Fermilab’s new cavity temperature mapping system commissioned

Image caption: Temperature-mapping sensors are placed around a single-cell niobium cavity to spots where energy is dissipated. Photo: Alexander Romanenko

Fermilab scientists have a new diagnostic tool that could lead to far more efficient accelerator cavities.

A team in the laboratory’s Technical Division, led by scientist Alexander Romanenko, recently completed and commissioned a custom-made temperature-mapping system to be used on superconducting cavities. With the new tool, one of only three such in the world, scientists may be able to get to the bottom of the problem of why superconducting cavities dissipate much more energy than theory predicts.

It’s a problem that researchers have addressed largely using trial-and-error methods. But by measuring the varying temperature over the surface of the cavity, the new system can pinpoint hot spots in the cavity wall, culprit sites that cause anomalous energy dissipation.
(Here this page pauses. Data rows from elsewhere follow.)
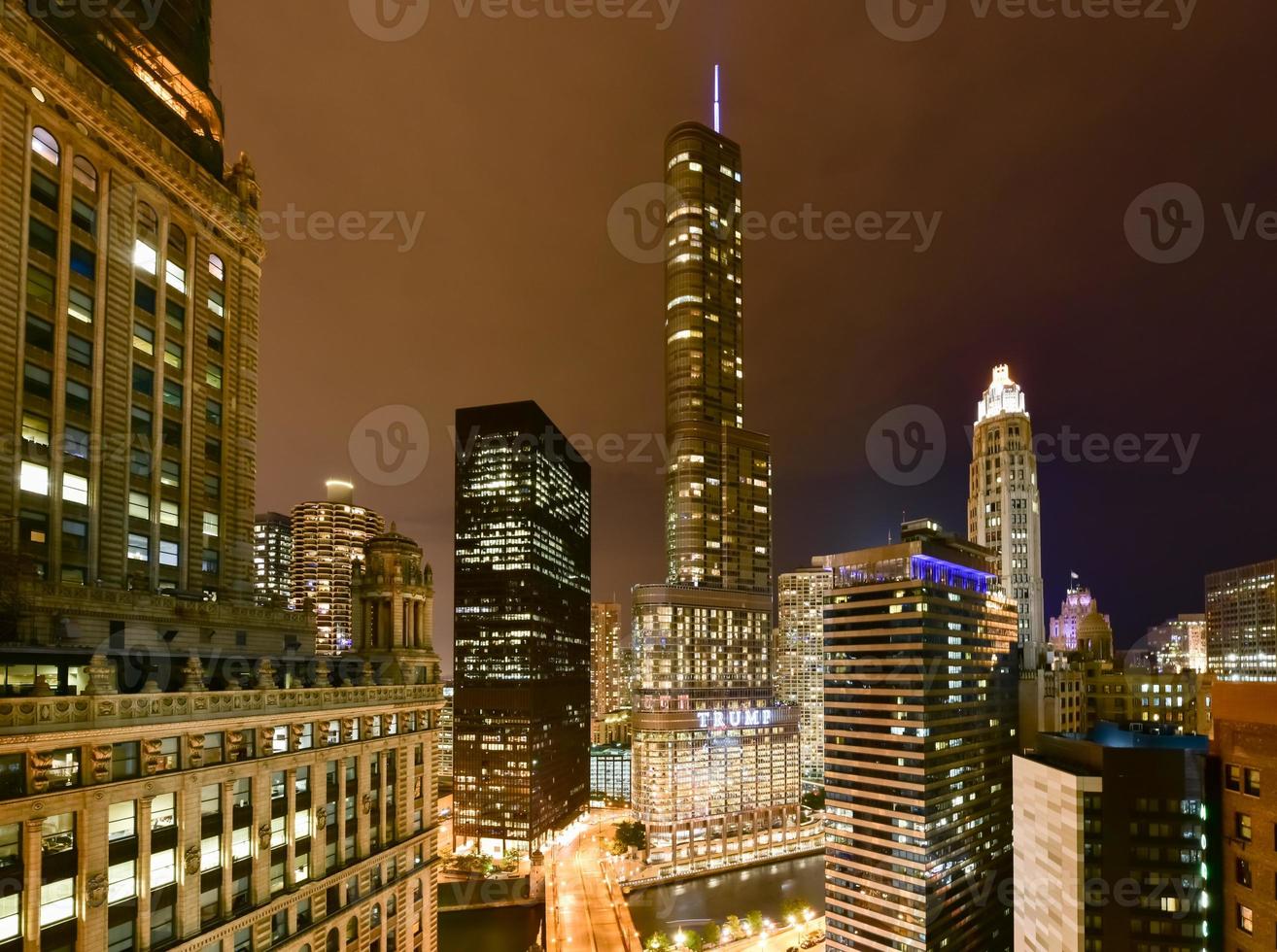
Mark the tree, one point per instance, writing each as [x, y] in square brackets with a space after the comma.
[633, 834]
[735, 928]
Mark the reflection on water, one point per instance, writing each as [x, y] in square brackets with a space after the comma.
[509, 930]
[712, 899]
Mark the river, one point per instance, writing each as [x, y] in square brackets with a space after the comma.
[509, 930]
[712, 899]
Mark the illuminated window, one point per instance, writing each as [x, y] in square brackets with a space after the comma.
[74, 489]
[45, 146]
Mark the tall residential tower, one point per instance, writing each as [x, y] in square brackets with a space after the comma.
[919, 731]
[800, 662]
[521, 706]
[328, 537]
[715, 760]
[1004, 512]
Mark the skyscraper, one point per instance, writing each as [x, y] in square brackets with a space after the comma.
[1179, 643]
[1244, 761]
[919, 731]
[272, 560]
[1111, 842]
[328, 539]
[128, 338]
[521, 704]
[715, 761]
[1004, 512]
[179, 769]
[604, 665]
[1241, 623]
[800, 662]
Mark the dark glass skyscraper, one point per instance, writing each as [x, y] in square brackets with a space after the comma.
[521, 753]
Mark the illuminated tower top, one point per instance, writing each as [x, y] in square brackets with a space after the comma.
[718, 489]
[1004, 395]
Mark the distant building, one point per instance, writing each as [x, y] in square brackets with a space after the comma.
[1090, 686]
[446, 734]
[919, 731]
[521, 708]
[1107, 816]
[1179, 643]
[1244, 769]
[272, 560]
[1241, 623]
[1078, 602]
[605, 688]
[800, 660]
[609, 773]
[328, 539]
[1004, 509]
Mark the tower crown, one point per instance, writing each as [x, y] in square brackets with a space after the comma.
[1004, 395]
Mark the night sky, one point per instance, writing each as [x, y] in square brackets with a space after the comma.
[515, 137]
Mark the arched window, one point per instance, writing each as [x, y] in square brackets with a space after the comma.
[85, 174]
[45, 146]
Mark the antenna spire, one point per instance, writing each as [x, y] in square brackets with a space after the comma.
[718, 102]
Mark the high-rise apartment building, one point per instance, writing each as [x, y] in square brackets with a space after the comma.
[272, 560]
[1113, 842]
[1241, 623]
[328, 537]
[1078, 602]
[178, 769]
[919, 731]
[800, 660]
[1243, 767]
[715, 760]
[128, 328]
[446, 735]
[605, 688]
[1004, 511]
[1179, 643]
[521, 708]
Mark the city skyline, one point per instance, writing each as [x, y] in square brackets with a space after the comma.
[973, 322]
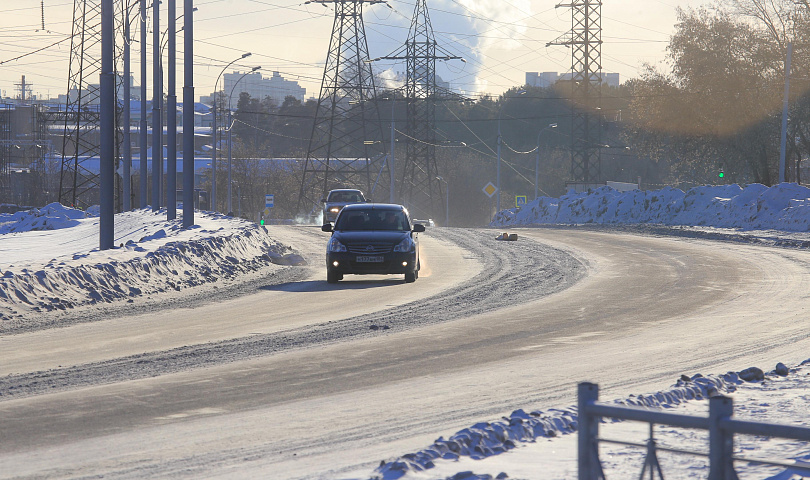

Understanding how and why the dissipation happens provides an invaluable insight into the governing physics, which is still not understood.

“Before, we couldn’t do the same level, or even a comparable level, of fundamental research on cavities as places such as Cornell or Jefferson Lab because, without a system like this, the cavity’s basically a black box,” Romanenko said.

“You’d see from the data that there was energy loss, but you wouldn’t know where,” said TD scientist Anna Grassellino. “Now we can detect the heating patterns in the cavity walls and use them to identify the different loss mechanisms.”

Red spots in the temperature readout of a single-cell niobium cavity indicate places on the cavity where energy was dissipated. Temperature mapping was developed in the 1970s at Cornell University, where Romanenko completed his dissertation on a related topic in 2008. Last year he and his team learned how to build their own system from researchers at Jefferson Lab. They spent one year custom-building each sensor, finally commissioning the system last April.

The system comprises 576 sensors placed closely together all around a 1.3-gigahertz cavity cell. Each sensor takes the temperature reading for a square centimeter of cavity wall. An exceptionally high reading points to the site of energy dissipation. Scientists can then remove the lossy piece of cavity wall and try to learn how that particular area is different from the rest.

The project is part of an effort to raise superconducting cavities’ so-called quality factor, or Q. The higher the Q, the less energy the cavity loses, the less power it needs to propel particles.

Tests show that the quality factor increases or decreases depending on the cavity’s electromagnetic field strengths, though in principle it shouldn’t. Researchers don’t fully understand the reason for the sloping Q, or more importantly, how they can prevent Q from sloping downward, leading to energy loss.

Some methods for processing cavities seem to have increased their Q, but again, the reasons they worked are poorly understood.

“We often ‘accidentally’ find a cure for something, but we still don’t fully understand why it works” Grassellino said.

With temperature mapping, scientists are now armed with a way to target the problem and push for higher performances.

Superconducting radio-frequency cavities are the technology of choice for the proposed International Linear Collider and Fermilab’s Project X.

Romanenko credits the work of Rob Schuessler, Roman Pilipenko, TD, and former TD researcher Joe Ozelis, now at Michigan State University, for the project’s success.

“In using this tool on one single test of the cavity, you can extract more information from it than you would from testing tens of cavities without it,” Romanenko said.